When a person begins to feel ill, the subsequent routine is to attempt every home remedy to cure the ailment. If after a few days a person is still feeling miserable, the next step is to ask a friend or relative. Usually, the advice given is to see a physician. Finally, the person calls their physician to schedule an appointment. Now, step back in time to the Renaissance, how do you go about this scenario? Albrecht Dürer shares the answer.
Albrecht Dürer (1471-1528) was a famous printmaker from Nuremberg, Germany. He visited Italy twice during his lifetime to immerse himself in the Italian Renaissance (more than any other Northern European artist at the time). During his visits, Dürer developed a novel interest in the human form. A contemporary of Leonardo da Vinci, Dürer was more inclined toward the artistic/external anatomy of the Middle Ages, whereas da Vinci conducted scientific dissections more in tune with Renaissance philosophy. At the end of this life, Dürer began publishing a series of books aptly named Four Books on Human Proportion (Vier Bücher von menschlichen Proportion), only the first made it to publishing before his death.

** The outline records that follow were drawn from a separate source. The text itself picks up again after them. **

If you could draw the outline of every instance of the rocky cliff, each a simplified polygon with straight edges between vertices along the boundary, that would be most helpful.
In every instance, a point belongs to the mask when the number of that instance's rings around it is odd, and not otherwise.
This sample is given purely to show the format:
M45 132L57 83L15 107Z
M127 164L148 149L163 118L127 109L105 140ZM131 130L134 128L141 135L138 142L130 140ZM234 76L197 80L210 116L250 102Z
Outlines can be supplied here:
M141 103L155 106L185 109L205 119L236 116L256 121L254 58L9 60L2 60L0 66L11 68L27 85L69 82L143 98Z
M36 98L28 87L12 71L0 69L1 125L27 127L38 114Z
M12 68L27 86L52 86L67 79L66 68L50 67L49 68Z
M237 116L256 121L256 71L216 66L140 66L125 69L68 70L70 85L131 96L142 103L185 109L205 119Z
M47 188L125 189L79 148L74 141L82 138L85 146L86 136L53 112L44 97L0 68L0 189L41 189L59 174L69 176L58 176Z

Returning to the original vignette, Dürer painted many self-portraits. The portrait attached to this article was intended for a physician he was in correspondence with for a long distant consultation. The text above the drawing reads, “there, on the yellow spot, where my finger is pointing, is where my pain is.” I expect the physician who received this postage was quite fascinated initially by Dürer’s well-proportioned study. However, the doctor would then grow more perplexed by Dürer’s much-to-be-imagined description of the pain. Even as a first year medical student, I know there are many causes of left upper quadrant abdominal pain, some more serious than others.
I do not suspect many Europeans with access to healthcare in this era were able to visually depict their pain to physicians over long distances like Dürer, or even write to their physicians for that matter. This message is certainly a special treat. There are some hints of Dürer’s style that can be inferred from this portrait. One such example is of the hand pointing toward his pain. We can see the edge of the right abdomen through the hand, implying that Dürer first drafted the body and then the upper limbs. Dürer achieves a wonderful sense of depth in his portrait with such a limited use of line and shadow.
The note also alludes to some interesting developments in modern medicine, specifically telemedicine. Smartphones have the potential of providing patients care at a distance by connecting with their physicians over distances, just like Dürer. I will not linger on this topic, but the ability to upload a picture of skin lesions taken by the patient to the physician is a reality. While any technology wedging its way between the doctor-patient relationship should be approached with caution, it is heart warming to see how a 16th century artist communicated pain to his physician and that patients today can do so similarly.